UNE AUTRE VISION DE LA COVID. La Covid est une réalité. Mais quel est le risque réel ? Les mesures prises sont-elles justifiées ? Trop d'infos ne circulent pas. Pour tenter une autre histoire de la Covid, j’ai compilé plus de 2000 ressources, Certitudes, hypothèses, questions... et au final une publication de 80 pages à découvrir dans ce blog sous forme de 40 épisodes quotidiens.

Les tests PCR - Trop sensibles ? Et après ? Les tests PCR - Trop sensibles ? Et après ?

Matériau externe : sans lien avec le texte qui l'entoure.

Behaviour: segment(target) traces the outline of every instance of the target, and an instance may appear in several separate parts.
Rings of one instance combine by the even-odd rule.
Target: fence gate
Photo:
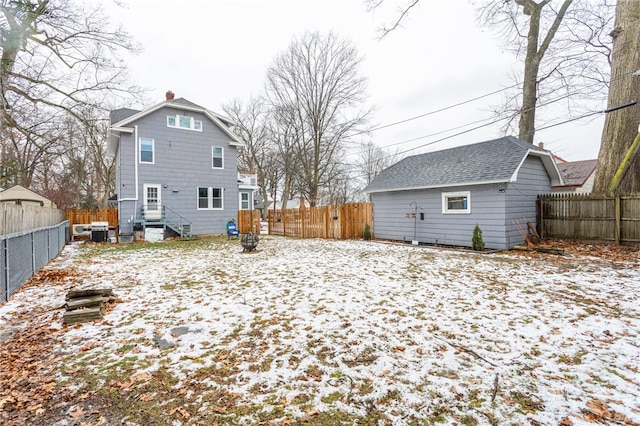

Les tests PCR, un peu trop sensibles ?

Si la courbe des cas s’envole facilement, ce serait peut-être en partie lié à un autre facteur, la manière dont sont analysés les tests. Ces tests utilisent une méthode de détection directe du génome. Ils cherchent à détecter des morceaux d’ARN (un dérivé de l’ADN en quelque sorte) des agents infectieux ou parasitaires. Ils permettent de détecter de très faibles quantités d’agents pathogènes (qui peuvent causer une maladie) dans des prélèvements. L’action principale du test est répétée plusieurs fois, on parle de «cycles», devenant plus «sensibles» à la présence de fragment du virus, au fur et à mesure que les cycles s’enchainent.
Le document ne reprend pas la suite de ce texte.